Posté par diaconos le 5 novembre 2020

Il y aura de la joie dans le ciel pour un seul pécheur qui se convertit dans comportements psalm23

# La parabole de la brebis égarée, dite aussi « parabole du bon berger » ou encore « du bon pasteur » », attribuée à Jésus de Nazareth, se retrouve dans deux évangiles canoniques du Nouveau Testament. Elle est rapportée par Matthieu (Mt 18,12-13) et Luc (Lc 15,3-7). On la trouve aussi dans l’Évangile apocryphe de Thomas, logion 107. De possibles parallèles dans l’Ancien Testament sont Ez 34,6, 12 et Ps 119,176 .La parabole a donné lieu à une expression, la « brebis égarée », désignant, à l’instar du « fils prodigue » dans une parabole qui suit peu après dans Luc, la personne qui s’égare moralement, ou, toujours dans Luc, de la drachme perdue.
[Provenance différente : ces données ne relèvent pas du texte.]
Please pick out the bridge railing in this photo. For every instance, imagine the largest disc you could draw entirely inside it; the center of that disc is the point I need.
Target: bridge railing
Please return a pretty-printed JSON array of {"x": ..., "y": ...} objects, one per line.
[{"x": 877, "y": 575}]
Les deux premières paraboles, et parfois les trois, servent de base dans les considérations que développent les théologiens et prédicateurs sur la nécessité d’aller chercher la brebis égarée pour la faire rentrer dans le troupeau, quand on considère l’égarement involontaire, ou d’accueillir avec grâce le pécheur repenti, dans le cas de l’égarement volontaire.
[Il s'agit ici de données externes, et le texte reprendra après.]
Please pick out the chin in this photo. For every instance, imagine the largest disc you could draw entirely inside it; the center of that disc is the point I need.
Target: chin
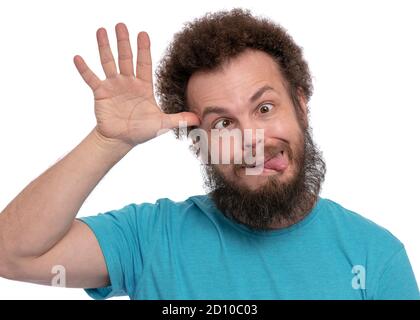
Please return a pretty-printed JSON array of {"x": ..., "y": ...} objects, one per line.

De l’Évangile de Jésus Christ selon saint Luc

En ce temps-là, les publicains et les pécheurs venaient tous à Jésus pour l’écouter. Les pharisiens et les scribes récriminaient contre lui : « Cet homme fait bon accueil aux pécheurs, et il mange avec eux ! » Alors Jésus leur dit cette parabole : « Si l’un de vous a cent brebis et qu’il en perd une, n’abandonne-t-il pas les 99 autres dans le désert pour aller chercher celle qui est perdue, jusqu’à ce qu’il la retrouve ?
Quand il l’a retrouvée, il la prend sur ses épaules, tout joyeux,     et, de retour chez lui, il rassemble ses amis et ses voisins pour leur dire : “Réjouissez-vous avec moi, car j’ai retrouvé ma brebis, celle qui était perdue !”
Je vous le dis : C’est ainsi qu’il y aura de la joie dans le ciel pour un seul pécheur qui se convertit, plus que pour 99 justes qui n’ont pas besoin de conversion.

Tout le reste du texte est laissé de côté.